Caldwell released full year financials on November 12th, 2020. Results were better than expected (given COVID) and the market response was generally positive. After COVID was in full swing, the shares typically traded around $0.75, so their current price ($0.78 as of November 18th) isn’t a departure from the normal trading range. However, the fact that the financial results are as healthy as they are is a good sign, which is why we believe Caldwell is still an interesting opportunity. For those that are new to Caldwell (and want a bit more background), the initial Caldwell post can be found here. As always, I use a green, amber and red format to indicate areas which are thought to be bullish, neutral, or bearish.
The typical “COVID” chart. Returning readers will know that I favor an entry point when a chart has “flattened out”, which was consistent with my entry into Caldwell. My initial investment was made prior to COVID, and I was happy to collect the dividend while the business continued to grow. With the onset of COVID, the wheels came off the proverbial bus for just about everyone (and every business), and Caldwell was no exception. As one can see from the chart below, Caldwell has taken the typical COVID nosedive, but more recent price action does appear to suggest a new bottom. It does appear that the MAVGs are converging, but for the meantime, we continue to regard the chart as being neutral.
Despite economic woes, the balance sheet remains solid. Despite all the hurdles that COVID presented, Caldwell managed to wade through the remainder of the fiscal year without compromising the balance sheet. Overall, there are no red flags. While current assets have fallen (compared to last year), current liabilities have done so in a similar fashion. Some might argue that this is due to the cancellation of the dividend, but even if one were to adjust for dividends that would have been payable, the current ratio is still an improvement over the prior year. It is also noteworthy to point out that both assets and liabilities have increased as a result of the adoption of IFRS 16 (change in accounting for leases), and the fact that Caldwell did take on some new leases in 2020. However, these do not materially alter the picture – the company managed to navigate a period of significantly reduced revenues while at the same time remaining fiscally prudent. Given all that’s happened, the balance sheet provides solid footing for Caldwell as it moves into 2021.
Revenues are down 20% – but Caldwell reports its highest earnings in 10 years. Those two statements generally don’t go together, but nonetheless, there they are. As expected, revenues were down significantly, but since so much of the cost structure is aligned with achieving revenue targets, costs went down as well. Add to this the fact that Caldwell was eligible for both Canadian and US COVID assistance (which offset cost of sales), and you end up with the highest net earnings in the last decade.

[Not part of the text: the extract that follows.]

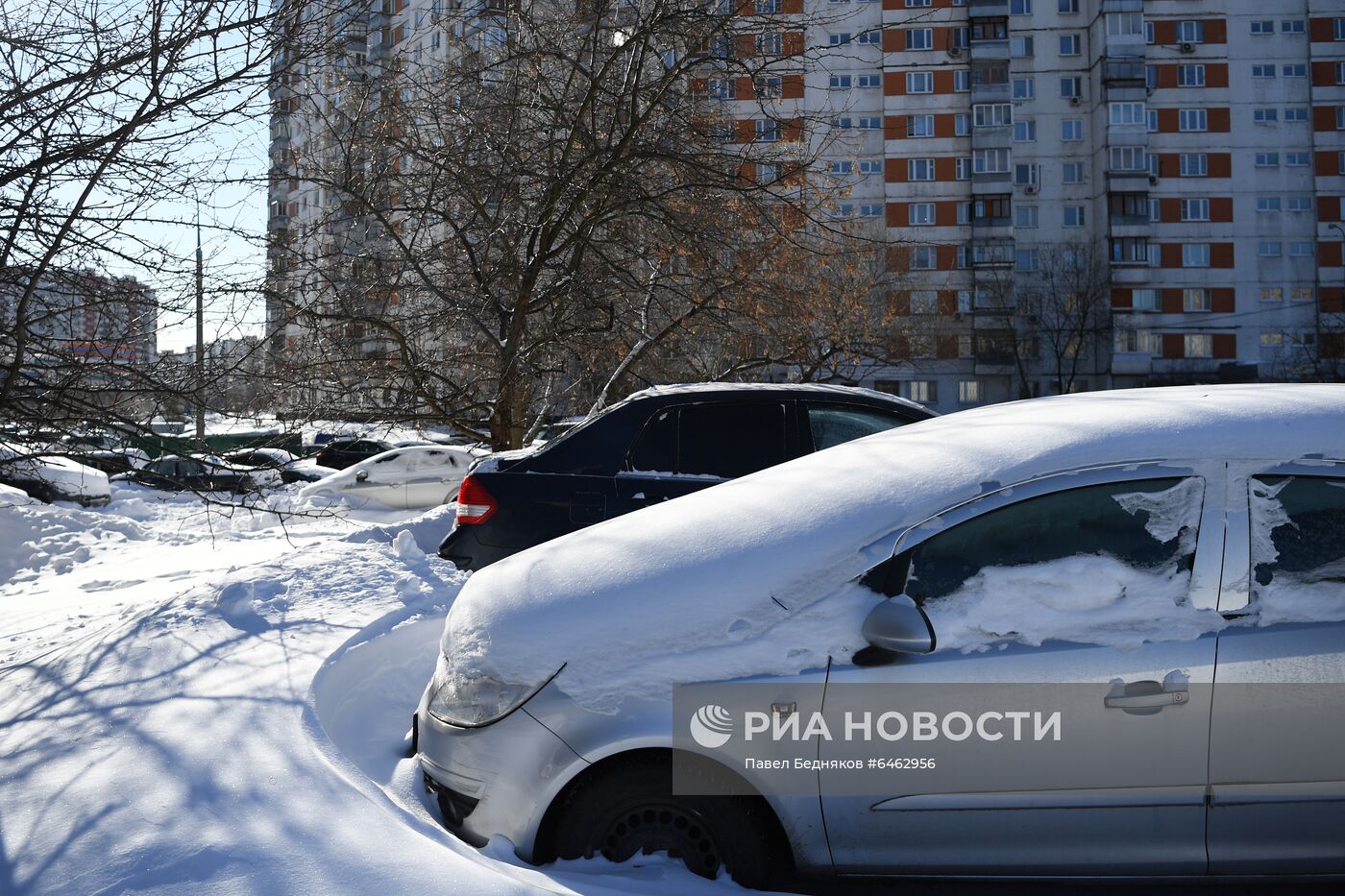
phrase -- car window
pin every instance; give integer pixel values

To be fair, if one removes the full impact of COVID stimulus amounts ($2.839 MM), operating profit would be reduced to $927,000, and pre-tax net income would be reduced to $134,000. Clearly, without the COVID assistance, it would have been a marginal year at best. Regardless, given that 1/2 the fiscal year (March – August) was arguably compromised, maintaining profitability is no small feat.
…and cash flow remains solid. Lastly, it’s always a bit disconcerting when earnings are positive, but cash flow remains stubbornly negative. In this particular case, we need not be concerned. Cash flow after changes in working capital clocks in at $1.389 MM ($0.07/share). If one prefers to look at cash flow before changes in working capital, it becomes that much better, at $6.491 MM ($0.32/share). Depending on ones preference, Caldwell is currently trading at an unattractive 11x cash flow or a very compelling 2.4x cash flow. Valuation aside, the cash flow statement tells a solid story.
The Insider story remains unchanged. Nothing has changed since the prior Caldwell post (October 9th 2020), as no insider selling is evident. Significant insiders continue to hold 41% of the total outstanding shares. A breakdown of these insider holdings can be found in the October 9th Caldwell post.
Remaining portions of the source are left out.